Criminals have always figured out new ways to perpetrate account takeover (ATO) fraud, and a popular new method exploits a very common method of authentication: customer phone numbers.
A new report indicates that account takeover on mobile phone became nearly twice as prevalent in only one year. Mobile phone accounts represented 12 percent of all takeovers in 2016, up from 7 percent in 2015. In each case, cybercriminals sought to monetize mobile accounts and leverage them to compromise the mobile-based alerting and authentication solutions that financial institutions, issuers, and other businesses rely on to prevent fraud.
While address change is still a preferred path for fraudsters, phone number changes are increasingly becoming a setup event for ATO. Conversations with several ID Insight clients uncovered that account takeover schemes associated with fraudulent phone numbers were becoming prevalent.

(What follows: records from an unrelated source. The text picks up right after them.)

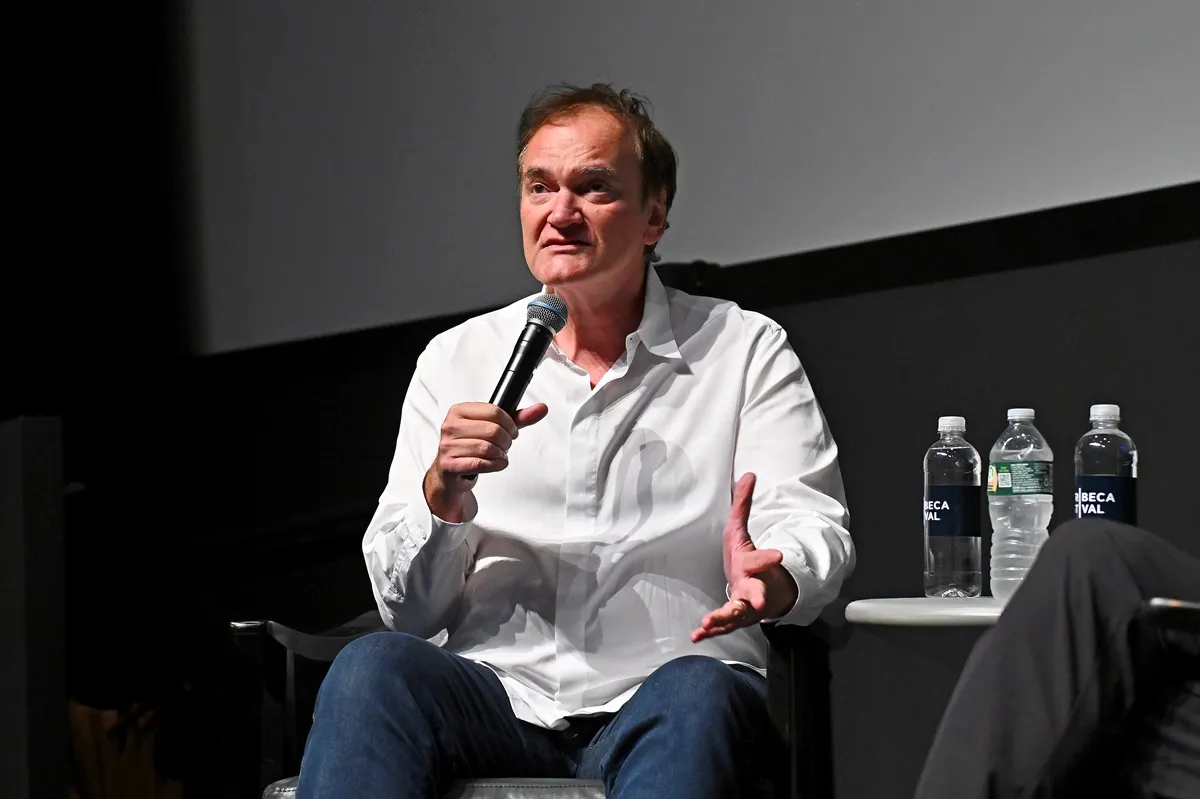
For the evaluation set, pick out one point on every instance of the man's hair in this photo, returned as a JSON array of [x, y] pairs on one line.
[[655, 155]]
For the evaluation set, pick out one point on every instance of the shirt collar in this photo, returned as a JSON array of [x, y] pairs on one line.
[[655, 331]]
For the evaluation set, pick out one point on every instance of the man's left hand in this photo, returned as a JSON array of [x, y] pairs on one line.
[[760, 588]]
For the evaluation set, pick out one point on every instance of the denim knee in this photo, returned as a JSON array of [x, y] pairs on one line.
[[695, 680], [370, 667]]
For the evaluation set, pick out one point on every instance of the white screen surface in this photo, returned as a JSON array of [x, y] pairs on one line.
[[354, 160]]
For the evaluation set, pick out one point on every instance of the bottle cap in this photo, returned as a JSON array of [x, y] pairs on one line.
[[952, 425]]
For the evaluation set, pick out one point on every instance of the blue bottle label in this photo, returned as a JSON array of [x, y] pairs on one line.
[[953, 510], [1107, 497]]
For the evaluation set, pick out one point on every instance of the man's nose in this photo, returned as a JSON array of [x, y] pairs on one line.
[[565, 210]]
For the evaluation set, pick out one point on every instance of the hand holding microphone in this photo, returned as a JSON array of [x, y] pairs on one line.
[[475, 436]]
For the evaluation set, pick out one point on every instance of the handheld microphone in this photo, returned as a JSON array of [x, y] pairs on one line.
[[546, 316]]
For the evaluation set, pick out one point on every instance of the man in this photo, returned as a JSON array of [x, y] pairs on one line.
[[670, 484], [1075, 692]]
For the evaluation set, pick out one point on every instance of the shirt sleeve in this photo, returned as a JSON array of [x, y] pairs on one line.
[[417, 562], [799, 503]]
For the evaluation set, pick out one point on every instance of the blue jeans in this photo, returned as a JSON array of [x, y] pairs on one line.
[[399, 716]]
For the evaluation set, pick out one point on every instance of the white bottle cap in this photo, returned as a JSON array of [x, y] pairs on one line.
[[952, 425]]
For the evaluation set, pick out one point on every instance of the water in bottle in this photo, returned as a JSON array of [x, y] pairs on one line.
[[953, 506], [1107, 469], [1020, 499]]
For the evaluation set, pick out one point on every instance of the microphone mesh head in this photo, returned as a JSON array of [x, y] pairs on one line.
[[549, 310]]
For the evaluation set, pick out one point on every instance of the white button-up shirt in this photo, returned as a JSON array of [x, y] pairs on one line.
[[587, 563]]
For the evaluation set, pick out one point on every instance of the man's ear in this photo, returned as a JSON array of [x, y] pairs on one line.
[[658, 222]]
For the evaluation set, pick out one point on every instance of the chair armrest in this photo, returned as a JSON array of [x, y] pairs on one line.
[[1171, 614], [265, 642], [319, 647], [799, 706]]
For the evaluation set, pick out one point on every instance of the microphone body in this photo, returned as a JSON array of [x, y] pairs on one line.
[[527, 353]]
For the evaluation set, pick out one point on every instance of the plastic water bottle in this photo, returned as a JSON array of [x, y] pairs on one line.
[[1020, 499], [1107, 469], [953, 506]]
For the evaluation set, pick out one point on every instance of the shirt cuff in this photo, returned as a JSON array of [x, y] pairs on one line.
[[441, 535], [796, 565]]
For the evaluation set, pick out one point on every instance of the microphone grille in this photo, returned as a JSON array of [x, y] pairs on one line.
[[549, 310]]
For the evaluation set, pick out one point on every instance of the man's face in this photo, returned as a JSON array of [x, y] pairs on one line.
[[582, 216]]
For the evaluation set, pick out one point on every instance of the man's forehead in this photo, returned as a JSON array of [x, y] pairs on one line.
[[587, 133]]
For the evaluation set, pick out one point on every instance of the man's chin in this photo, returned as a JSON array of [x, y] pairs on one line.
[[562, 270]]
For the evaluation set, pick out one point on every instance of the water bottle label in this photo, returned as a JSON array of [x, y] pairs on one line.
[[953, 510], [1020, 478], [1107, 497]]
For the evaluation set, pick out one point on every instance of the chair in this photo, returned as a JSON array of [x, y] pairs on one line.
[[797, 690]]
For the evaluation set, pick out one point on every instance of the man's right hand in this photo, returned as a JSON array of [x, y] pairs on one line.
[[475, 439]]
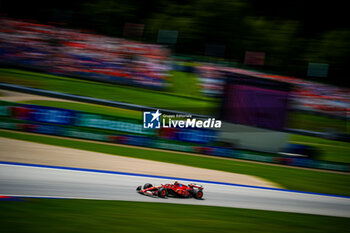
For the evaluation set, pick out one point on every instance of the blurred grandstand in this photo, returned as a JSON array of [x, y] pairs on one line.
[[90, 56], [81, 54], [306, 95]]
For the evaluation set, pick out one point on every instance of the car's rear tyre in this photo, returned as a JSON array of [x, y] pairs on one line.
[[198, 194], [147, 185], [162, 192]]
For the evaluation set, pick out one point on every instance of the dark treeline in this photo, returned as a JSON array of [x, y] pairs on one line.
[[292, 33]]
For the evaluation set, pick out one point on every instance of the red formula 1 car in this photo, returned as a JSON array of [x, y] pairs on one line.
[[173, 190]]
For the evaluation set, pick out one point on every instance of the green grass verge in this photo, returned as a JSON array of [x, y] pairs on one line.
[[43, 215], [335, 151], [331, 150], [291, 178], [125, 94]]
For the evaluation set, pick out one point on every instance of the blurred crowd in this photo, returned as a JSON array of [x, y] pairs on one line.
[[78, 53], [306, 95]]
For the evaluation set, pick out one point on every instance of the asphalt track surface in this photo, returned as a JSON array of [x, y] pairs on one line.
[[17, 180]]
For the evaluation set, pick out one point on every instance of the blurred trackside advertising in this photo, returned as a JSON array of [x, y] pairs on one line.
[[76, 124]]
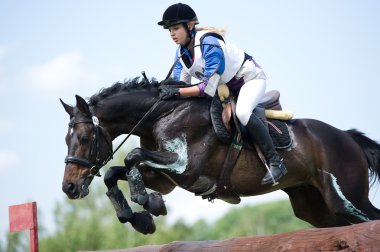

The scam often works like this:
- When large money transfers are requested, banks place an outbound call or text message to the customer to confirm the transaction
- Once fraudsters have access to customer account information, they change the pertinent contact details – including address and phone number – to ensure that any attempts at verification are routed directly to the criminals
- When the bank contacts the “customer” to authorize these changes or transactions, they’re just confirming the details with the fraudster
- Once the transaction is approved, the criminal drains the account and moves on to the next victim before the customer realizes that the bank’s well-meaning security processes only enabled the fraudster.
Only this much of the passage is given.